Fair enough, I have enough experience to know better... maybe I am wrong and if so I will admit it.


----------



## dstu03 (Aug 2, 2011)

I cant help it that ziggy put magic dust in his kernel.


----------



## BennyJr (Jun 26, 2011)

Ill admit ziggy's kernal is good but its not that good unless your running an extended battery.


----------



## miketoasty (Jun 10, 2011)

anothen said:


> you guys are all wrong. he will post them when he is done watching youtube videos:
> 
> 
> 
> (just trying to help you with a link there)


Lololololol.


----------



## dstu03 (Aug 2, 2011)

Adrynalyne said:


> With an extended battery, screen and radio off.


If you are so confident in the fact that I am not going to get 35-40 hours on a battery if I do I think you should put in the op of bamforever that Chingy and Ziggy are the best developers on the T-bolt and to use gingeritis for the best battery life.


----------



## anothen (Jul 30, 2011)

dstu03 said:


> If you are so confident in the fact that I am not going to get 35-40 hours on a battery if I do I think you should put in the op of bamforever that Chingy and Ziggy are the best developers on the T-bolt and to use gingeritis for the best battery life.
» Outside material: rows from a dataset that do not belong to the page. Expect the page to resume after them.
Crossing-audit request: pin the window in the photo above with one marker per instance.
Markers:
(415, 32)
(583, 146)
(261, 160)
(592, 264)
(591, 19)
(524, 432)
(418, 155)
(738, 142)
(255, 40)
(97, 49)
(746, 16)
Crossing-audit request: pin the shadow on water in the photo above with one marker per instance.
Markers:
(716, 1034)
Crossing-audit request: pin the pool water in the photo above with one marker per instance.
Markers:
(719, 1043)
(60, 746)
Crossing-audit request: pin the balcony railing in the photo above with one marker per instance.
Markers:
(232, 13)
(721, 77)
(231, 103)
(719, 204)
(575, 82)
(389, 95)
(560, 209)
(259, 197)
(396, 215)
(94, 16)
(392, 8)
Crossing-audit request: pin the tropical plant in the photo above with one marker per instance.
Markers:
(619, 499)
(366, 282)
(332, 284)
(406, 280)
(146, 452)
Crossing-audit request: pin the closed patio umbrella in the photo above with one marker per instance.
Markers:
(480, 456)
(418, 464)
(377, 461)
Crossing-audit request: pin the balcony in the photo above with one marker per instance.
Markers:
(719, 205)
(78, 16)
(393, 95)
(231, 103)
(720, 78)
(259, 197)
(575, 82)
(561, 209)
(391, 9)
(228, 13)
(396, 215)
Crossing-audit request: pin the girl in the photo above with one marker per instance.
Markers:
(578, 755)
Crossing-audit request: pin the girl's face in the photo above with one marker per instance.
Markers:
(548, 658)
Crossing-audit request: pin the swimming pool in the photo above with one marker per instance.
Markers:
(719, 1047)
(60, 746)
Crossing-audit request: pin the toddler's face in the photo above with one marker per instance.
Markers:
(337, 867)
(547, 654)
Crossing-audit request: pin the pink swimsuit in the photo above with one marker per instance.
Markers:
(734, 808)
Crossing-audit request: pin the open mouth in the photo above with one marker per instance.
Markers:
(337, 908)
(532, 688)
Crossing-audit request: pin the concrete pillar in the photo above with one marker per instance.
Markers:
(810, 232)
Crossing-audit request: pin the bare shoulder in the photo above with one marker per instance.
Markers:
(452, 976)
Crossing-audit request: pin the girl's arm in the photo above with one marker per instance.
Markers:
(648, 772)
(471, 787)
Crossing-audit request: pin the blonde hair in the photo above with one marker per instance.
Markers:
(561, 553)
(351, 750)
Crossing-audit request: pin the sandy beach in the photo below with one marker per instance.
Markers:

hahaha this dude is classic


----------



## Adrynalyne (Jun 22, 2011)

A couple things:

I don't make deals with children.
Underclocking the hell out of your device while testing doesn't ever count. So for you to get that on normal usage, you are lying.
That you are trying to make this personal between chingy, ziggy, and me just shows you for the troll we knew you could be.

I wonder if he is using one of those silly speed steps like 16mhz that ziggy enabled.


----------



## sgtguthrie (Jun 7, 2011)

dstu03 said:


> I cant help it that ziggy put magic dust in his kernel.


Maybe he should use some of that "magic dust" to comply with the GPL!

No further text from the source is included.